Email this Article
Printer-Friendly
Reader Comments
[News Feature]
64-Core Chip Spins SMP Design to Higher Performance Levels
The Tile64 takes advantage of the iMesh interconnect to open up parallel programming opportunities in network and video applications.
William Wong
ED Online ID #17926
December 6, 2007
Typical general-purpose
symmetrical multipleprocessor
(SMP) multicore
designs contain about
eight cores.
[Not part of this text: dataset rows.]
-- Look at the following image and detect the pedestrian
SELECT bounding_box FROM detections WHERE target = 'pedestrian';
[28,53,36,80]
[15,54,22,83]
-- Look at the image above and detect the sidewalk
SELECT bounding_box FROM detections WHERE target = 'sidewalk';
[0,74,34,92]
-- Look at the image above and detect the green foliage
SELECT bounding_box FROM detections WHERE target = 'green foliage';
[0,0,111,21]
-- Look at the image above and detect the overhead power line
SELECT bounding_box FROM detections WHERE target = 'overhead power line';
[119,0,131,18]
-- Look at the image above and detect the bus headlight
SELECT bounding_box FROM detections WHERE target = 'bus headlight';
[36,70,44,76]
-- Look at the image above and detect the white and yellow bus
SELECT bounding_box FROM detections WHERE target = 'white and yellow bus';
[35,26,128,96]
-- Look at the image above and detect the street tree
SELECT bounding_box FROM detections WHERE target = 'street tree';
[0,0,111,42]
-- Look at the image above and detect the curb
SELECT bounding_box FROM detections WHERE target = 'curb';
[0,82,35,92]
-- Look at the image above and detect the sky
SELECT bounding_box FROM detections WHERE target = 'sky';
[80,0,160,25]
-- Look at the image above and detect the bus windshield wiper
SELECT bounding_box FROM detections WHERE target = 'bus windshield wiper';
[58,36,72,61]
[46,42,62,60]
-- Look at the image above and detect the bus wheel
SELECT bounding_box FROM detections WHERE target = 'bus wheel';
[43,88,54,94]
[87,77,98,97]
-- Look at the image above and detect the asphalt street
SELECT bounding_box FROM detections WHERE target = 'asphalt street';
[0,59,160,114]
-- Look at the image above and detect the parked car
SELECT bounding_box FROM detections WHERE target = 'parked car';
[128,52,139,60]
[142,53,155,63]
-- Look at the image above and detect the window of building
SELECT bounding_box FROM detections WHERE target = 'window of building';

Specialized architectures,
on the other hand, push the
number of cores into the hundreds.
Tilera ups the ante for SMP with its
64-core/tile Tile64 chip (see the
figure). Its iMesh interconnect
incorporates five different packet
networks with five switches per tile
(see the table). Chips with 35 and
120 tiles are on the horizon.
Go With the Flow
The SMP non-uniform memory
access (NUMA) architecture is similar
to the HyperTransport system
used by AMD for its Opteron
series. As with AMD’s approach,
location of peripherals and memory
are not important to the application, except at a low level of the
operating system.
The big difference is that AMD
uses the same HyperTransport
interface for all traffic, while Tilera
splits the traffic into different networks.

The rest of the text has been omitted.